Posted in Reviews on December 12th, 2012 by JJ Koczan

Undeterred by the departure of bassist/vocalist Anders Steen after the release of their fifth album in 2009, Stockholm-based drone metallers Switchblade have pressed on as the duo of guitarist Johan Folkesson and drummer Tim Bertilsson, adopting the motto “less is more” and using the lack of a permanent third party to their advantage on the follow-up sixth outing — self-titled as all their releases have been since starting out — by inviting a slew of guests to join them on these recordings. For the ease of telling them apart, presumably so you don’t go, “Hey, did you hear Switchblade by Switchblade?” and the other party answers, “Which one?” the band has subtitled their full-lengths with the year of release, and so with Switchblade [2012] (released on Trust No One/Denovali), they mark a new era for the band.

To find a Switchblade song with a title other than its runtime or a number indicating its place in the tracklist, you’d have to go back all the way to Switchblade [2000], released some three years after they got together, and Switchblade [2012] follows suit aesthetically with many of the sort of branded tenets the band has developed over the course of their decade and a half together, arriving in three extended movements each with its own defining progression and standout elements. The liner to the digipak CD breaks “Movement I” (14:34) down into “Grave I/Dissonance I/Coda I,” “Movement II” (10:48) into “Nocturne/Mezzo/Coda II” and “Movement III” (11:33) into “Grave II/Dissonance II/Elegy/Finale,” so the impression is of one larger, mostly instrumental work tied together by various musical themes. That turns out to be the case, but each of the three tracks still has something of its own to offer.
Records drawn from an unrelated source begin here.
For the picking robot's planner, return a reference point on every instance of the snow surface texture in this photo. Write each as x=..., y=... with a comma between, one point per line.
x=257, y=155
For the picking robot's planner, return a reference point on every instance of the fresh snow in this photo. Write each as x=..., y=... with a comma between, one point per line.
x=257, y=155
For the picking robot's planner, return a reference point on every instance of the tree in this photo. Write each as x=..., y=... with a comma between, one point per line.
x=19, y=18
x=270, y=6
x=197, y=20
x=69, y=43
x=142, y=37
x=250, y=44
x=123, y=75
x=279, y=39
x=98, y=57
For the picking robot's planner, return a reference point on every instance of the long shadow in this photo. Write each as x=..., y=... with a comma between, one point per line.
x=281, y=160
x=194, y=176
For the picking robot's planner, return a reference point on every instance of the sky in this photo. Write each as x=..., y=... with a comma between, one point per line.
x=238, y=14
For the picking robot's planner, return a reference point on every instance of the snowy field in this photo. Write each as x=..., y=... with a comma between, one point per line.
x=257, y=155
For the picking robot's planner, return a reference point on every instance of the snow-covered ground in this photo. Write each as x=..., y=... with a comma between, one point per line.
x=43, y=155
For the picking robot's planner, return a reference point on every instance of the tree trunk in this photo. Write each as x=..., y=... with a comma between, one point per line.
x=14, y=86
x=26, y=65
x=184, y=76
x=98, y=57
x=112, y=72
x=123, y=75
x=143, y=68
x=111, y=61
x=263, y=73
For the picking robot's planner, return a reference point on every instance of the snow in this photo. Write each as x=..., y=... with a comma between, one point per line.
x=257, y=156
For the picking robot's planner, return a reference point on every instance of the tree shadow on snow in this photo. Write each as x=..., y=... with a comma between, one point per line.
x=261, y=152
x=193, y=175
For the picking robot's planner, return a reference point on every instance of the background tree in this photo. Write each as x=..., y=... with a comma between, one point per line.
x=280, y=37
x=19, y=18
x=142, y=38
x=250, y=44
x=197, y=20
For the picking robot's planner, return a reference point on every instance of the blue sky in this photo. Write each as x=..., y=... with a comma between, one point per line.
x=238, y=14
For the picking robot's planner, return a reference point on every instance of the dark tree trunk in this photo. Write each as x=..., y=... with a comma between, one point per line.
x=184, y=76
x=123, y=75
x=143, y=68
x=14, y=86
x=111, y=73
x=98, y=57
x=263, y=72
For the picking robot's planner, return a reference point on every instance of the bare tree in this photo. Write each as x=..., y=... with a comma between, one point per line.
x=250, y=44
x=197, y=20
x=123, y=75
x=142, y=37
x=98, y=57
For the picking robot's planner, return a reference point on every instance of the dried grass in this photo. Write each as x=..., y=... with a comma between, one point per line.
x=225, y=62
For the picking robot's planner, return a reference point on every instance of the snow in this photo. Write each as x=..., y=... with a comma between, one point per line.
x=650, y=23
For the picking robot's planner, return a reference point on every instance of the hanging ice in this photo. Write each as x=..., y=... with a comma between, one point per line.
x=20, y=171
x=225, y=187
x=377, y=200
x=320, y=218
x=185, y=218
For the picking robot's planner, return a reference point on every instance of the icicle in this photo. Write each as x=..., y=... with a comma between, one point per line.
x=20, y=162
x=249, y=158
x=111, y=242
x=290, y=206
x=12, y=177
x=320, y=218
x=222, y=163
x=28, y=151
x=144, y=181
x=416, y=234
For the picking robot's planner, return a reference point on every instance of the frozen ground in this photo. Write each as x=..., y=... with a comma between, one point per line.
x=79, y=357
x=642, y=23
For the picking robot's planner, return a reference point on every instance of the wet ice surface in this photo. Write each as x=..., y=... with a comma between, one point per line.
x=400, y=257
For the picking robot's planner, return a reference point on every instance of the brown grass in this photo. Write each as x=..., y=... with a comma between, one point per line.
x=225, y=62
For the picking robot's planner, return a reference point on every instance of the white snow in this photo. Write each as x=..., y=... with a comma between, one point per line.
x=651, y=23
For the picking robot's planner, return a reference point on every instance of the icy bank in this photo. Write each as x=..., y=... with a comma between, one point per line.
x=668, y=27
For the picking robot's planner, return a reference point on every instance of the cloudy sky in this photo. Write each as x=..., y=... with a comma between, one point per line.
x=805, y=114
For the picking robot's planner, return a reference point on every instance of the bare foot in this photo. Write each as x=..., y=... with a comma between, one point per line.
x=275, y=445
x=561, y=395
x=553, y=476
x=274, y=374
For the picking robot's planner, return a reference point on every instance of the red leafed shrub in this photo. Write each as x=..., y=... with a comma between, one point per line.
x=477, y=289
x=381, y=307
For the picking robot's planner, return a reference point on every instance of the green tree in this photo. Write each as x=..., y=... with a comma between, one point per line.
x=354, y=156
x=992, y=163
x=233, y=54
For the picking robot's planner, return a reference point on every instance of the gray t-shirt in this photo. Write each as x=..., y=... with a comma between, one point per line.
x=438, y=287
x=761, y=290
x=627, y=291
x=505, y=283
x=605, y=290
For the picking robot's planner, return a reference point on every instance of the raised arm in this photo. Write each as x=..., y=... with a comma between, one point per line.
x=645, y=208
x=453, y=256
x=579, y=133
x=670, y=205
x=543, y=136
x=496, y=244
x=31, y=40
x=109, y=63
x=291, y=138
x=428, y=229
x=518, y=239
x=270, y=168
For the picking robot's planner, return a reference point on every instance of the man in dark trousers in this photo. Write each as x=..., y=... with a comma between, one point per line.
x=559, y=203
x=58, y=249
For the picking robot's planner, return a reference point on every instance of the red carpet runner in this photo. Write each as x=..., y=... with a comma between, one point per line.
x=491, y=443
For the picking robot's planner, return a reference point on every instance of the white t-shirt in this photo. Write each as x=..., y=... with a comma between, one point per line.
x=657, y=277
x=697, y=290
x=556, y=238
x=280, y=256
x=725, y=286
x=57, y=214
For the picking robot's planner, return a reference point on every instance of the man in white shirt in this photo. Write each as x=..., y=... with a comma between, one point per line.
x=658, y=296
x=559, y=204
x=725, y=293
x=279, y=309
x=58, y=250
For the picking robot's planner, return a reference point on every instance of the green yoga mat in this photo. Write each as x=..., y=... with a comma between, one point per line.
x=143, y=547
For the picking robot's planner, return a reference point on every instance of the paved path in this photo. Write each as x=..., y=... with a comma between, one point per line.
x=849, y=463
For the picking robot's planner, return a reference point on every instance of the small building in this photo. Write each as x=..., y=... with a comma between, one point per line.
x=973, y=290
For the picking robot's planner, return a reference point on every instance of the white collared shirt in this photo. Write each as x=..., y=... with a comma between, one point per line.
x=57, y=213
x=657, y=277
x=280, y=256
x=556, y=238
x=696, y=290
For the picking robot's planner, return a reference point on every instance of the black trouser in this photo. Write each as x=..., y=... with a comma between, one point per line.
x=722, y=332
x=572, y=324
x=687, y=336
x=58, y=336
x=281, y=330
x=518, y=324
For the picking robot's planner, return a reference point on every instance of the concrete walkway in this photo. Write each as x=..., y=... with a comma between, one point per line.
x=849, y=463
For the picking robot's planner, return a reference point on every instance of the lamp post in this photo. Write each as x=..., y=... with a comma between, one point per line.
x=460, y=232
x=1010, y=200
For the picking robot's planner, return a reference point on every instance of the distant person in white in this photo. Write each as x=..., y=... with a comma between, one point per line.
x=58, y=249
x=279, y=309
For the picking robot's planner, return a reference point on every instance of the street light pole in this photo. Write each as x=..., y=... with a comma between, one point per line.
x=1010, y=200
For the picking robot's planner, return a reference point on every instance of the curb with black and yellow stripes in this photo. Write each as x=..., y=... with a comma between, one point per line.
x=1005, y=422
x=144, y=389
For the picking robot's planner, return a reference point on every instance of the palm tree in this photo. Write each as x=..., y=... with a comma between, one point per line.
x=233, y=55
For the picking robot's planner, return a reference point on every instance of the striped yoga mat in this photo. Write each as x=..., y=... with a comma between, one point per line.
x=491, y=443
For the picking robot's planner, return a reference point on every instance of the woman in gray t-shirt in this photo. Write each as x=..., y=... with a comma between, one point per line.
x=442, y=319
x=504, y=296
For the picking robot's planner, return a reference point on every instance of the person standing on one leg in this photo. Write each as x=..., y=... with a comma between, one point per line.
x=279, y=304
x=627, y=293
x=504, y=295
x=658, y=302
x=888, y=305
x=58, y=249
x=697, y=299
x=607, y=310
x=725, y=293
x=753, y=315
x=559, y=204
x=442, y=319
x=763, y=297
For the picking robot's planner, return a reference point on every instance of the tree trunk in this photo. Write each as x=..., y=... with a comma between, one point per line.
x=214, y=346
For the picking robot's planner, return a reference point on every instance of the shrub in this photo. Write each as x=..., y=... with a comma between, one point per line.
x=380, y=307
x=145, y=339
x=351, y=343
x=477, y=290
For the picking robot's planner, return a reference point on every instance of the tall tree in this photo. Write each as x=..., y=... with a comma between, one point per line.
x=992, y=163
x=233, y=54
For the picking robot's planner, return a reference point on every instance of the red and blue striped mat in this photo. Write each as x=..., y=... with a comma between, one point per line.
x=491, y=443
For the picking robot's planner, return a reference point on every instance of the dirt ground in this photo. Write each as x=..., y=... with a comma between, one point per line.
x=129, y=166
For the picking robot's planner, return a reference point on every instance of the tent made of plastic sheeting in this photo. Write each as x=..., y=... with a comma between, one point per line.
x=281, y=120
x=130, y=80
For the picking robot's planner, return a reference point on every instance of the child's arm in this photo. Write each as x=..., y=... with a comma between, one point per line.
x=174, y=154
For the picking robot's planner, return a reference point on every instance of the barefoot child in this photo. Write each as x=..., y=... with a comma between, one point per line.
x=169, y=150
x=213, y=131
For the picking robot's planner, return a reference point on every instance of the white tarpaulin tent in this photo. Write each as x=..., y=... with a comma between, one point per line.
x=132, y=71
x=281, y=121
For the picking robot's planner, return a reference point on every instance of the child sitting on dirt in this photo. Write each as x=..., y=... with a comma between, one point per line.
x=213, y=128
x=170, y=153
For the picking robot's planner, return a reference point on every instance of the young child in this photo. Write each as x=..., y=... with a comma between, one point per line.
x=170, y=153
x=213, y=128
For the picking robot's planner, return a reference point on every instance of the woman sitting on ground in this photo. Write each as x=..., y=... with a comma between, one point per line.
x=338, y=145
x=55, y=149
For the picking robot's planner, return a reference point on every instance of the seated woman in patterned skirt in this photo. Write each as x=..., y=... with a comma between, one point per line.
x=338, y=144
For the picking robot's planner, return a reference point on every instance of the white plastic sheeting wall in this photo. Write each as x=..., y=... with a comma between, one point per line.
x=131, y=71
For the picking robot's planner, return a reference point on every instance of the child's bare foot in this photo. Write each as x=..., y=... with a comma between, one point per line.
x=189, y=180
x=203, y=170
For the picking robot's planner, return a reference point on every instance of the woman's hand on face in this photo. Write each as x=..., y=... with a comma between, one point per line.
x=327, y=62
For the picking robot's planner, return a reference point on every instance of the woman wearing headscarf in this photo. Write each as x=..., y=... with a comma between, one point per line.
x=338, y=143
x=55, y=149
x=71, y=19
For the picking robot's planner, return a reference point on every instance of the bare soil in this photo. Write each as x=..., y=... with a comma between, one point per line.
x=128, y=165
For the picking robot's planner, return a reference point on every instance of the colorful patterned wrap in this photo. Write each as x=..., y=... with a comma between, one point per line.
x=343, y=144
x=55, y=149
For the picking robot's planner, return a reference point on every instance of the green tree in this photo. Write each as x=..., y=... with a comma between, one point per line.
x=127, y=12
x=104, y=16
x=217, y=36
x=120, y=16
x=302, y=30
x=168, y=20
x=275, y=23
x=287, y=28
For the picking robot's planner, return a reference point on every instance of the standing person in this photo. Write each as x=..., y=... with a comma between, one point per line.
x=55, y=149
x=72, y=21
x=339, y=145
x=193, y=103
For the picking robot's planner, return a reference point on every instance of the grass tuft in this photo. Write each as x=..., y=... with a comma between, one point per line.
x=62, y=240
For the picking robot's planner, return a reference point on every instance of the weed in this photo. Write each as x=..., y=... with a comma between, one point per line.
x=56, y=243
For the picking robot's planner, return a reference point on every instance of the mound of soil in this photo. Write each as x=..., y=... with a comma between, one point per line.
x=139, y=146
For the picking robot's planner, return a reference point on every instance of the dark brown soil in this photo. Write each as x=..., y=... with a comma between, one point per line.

As regards the guest appearances, though it would seem to contradict the “less is more” ethic –actually being more than less — appearances from Katatonia vocalist Jonas Renkse, Kongh vocalist David Johansson, Terra Tenebrosa vocalist The Cuckoo and Spiritual Beggars keymaster Per Wiberg wind up shaping the atmosphere of Switchblade [2012] in a huge way, stacked though the vocals are into the second half of the 37-minute album. So too does a major contribution come from the engineering job of Karl Daniel Lidén (Vaka, ex-Greenleaf/Demon Cleaner), whose  open-air mic placement on Bertilsson‘s drums adds a dimension of space to the recording that’s utterly his own. Longstanding Katatonia aficionados will be interested to know that Renkse growls here rather than relies on the emotional clean approach he’s used in his band for over a decade now, leaving Johansson to a cleaner, semi-spoken incantation that comes on in layers in the back end of “Movement II” and The Cuckoo to return in “Movement III” after a bizarre appearance in the grooving second half of “Movement I.”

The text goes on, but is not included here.